Von Shara Rutberg
Wenn Sie an eine Katze denken, stellen Sie sich vielleicht ein sanftes, friedliches Wesen vor, das zufrieden in Ihrem Schoß schnurrt. Doch Katzen können auch schmerzhafte Bisse austeilen. Idealweise sind diese für Spielzeug oder Futter reserviert. Beißen Sie jedoch Ihre Katze Sie an, steckt meist ein Grund dahinter.
„Katzen beißen nicht mehr als andere Tiere“, erklärt Marilyn Krieger, zertifizierte Katzenverhaltensberaterin und Autorin von Naughty No More. „Aggression entsteht durch Umstände, Geschichte und Persönlichkeit des Tieres. Verhalten hat immer einen Kontext.“
Warum beißen Katzen?
Katzen benötigen tägliches raubtierisches Spiel, bei dem sie greifen, jagen und zubeißen, um das Töten zu simulieren, sagt Sally J. Foote, DVM und IAABC-zertifizierte Katzenverhaltensberaterin. „Eine glückliche Katze fühlt sich, als hätte sie täglich etwas erlegt“, betont sie. Bewegungen wie das Gehen lösen daher oft den Jagdinstinkt aus – mit Sprüngen auf Knöchel oder Füße.

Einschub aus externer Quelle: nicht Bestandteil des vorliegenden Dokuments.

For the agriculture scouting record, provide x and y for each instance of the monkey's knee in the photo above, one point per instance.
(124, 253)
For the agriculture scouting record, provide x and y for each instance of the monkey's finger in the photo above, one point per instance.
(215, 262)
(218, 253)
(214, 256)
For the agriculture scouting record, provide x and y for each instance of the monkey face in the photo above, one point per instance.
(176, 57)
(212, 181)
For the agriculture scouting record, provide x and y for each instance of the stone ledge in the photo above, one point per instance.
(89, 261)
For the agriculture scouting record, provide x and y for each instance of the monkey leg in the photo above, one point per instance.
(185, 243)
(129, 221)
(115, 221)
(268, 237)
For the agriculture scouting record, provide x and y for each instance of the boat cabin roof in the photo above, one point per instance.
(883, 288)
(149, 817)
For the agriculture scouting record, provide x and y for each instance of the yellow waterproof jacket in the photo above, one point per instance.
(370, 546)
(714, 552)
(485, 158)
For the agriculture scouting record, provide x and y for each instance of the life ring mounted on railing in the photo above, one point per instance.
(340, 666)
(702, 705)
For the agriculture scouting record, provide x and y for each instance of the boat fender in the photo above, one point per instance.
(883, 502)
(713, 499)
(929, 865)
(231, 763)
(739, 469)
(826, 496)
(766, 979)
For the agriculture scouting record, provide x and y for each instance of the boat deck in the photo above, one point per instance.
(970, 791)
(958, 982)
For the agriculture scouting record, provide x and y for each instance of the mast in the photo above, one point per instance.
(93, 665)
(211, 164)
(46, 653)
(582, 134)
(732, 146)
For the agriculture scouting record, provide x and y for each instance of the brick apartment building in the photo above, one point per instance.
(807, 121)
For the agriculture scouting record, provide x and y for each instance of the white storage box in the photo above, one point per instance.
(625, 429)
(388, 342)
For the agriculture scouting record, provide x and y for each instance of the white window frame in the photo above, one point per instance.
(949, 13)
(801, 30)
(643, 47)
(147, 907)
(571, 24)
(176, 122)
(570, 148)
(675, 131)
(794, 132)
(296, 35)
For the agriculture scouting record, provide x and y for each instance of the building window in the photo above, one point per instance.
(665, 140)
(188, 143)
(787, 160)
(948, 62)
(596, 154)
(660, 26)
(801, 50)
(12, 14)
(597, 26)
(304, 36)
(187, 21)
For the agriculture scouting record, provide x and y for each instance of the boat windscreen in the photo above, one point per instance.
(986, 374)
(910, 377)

Ein häufiger Grund: Als Kätzchen wurde das Beißen unbeabsichtigt belohnt, erklärt Mieshelle Nagelschneider, IAABC-zertifizierte Verhaltensberaterin und Autorin von The Cat Whisperer. Kätzchen üben Jagdfähigkeiten wie „Pounce and Bite“ oder „Grab and Bite“. Statt Hände sollten Spielzeuge genutzt werden. Kätzchenbisse verursachen selten Blut, doch mit wachsenden Zähnen wird es problematisch. Ohne frühe Grenzen setzt sich das Verhalten fort.
Katzen können Schmerzen nicht verbalisieren. Beißen signalisiert oft Zahnschmerzen oder Arthritis. „Katzen verbergen Leid gut – ein Biss deutet auf starke Beschwerden hin“, warnt Foote. Bei plötzlichem Beißen: Zum Tierarzt!
Umgeleitete Aggression ist ein weiterer Auslöser, sagt Krieger. Wie ein Mensch seinen Frust an der Familie auslässt, reagiert eine Katze auf einen Fremdkater am Fenster aggressiv gegenüber Nahestehenden.
Nagelschneider kennt Fälle, die Besitzer als „aus heiterem Himmel“ empfinden – sie verpassen den Trigger und sehen nur die verzögerte Reaktion.
Nehmen Sie jeden Biss ernst: Katzenmaulbakterien verursachen oft schwere Infektionen, schlimmer als bei Hunden.
Wie stoppen Sie das Beißen? (Und lehren Kätzchen sanfte Grenzen)
Schließen Sie medizinische Ursachen aus. Bieten Sie täglich raubtierisches Spiel: „10 Minuten mit Feder-Spielzeug, damit die Katze „töten“ kann“, rät Foote. Das entlädt den Jagddrang.
Bei Kätzchen: Spielzeug statt Hände. Bei Beißen: Kein Tadel, sondern Spiel abbrechen und wegdrehen, wie die Mutterkatze es tun würde, sagt Nagelschneider. „So lernen sie soziale Regeln.“
Krieger empfiehlt „Timeouts“ auch bei Adulten: Raum verlassen, kurz warten, zurückkehren. Katzen lernen schnell: Beißen bedeutet, der Mensch geht.
Vermeiden Sie Strafen wie Wasserspray oder Schockmatten. „Negativverstärkung steigert Angst und assoziiert Sie mit Gefahr“, warnt Foote. Katzen erinnern sich und werden ängstlicher oder meiden Sie.
Vor Beißen warnen Zeichen: Schwanzpeitschen, flache Ohren, weite Pupillen, Zischen, Knurren, gesträubtes Fell oder vorgestreckte Barthaare, ergänzt Nagelschneider.
Bei anhaltender Aggression: Katzenverhaltenstierarzt für Ergänzungen, Medikamente, Futteranpassung gegen Angst. So beißt die Katze bald nur noch Spielzeug.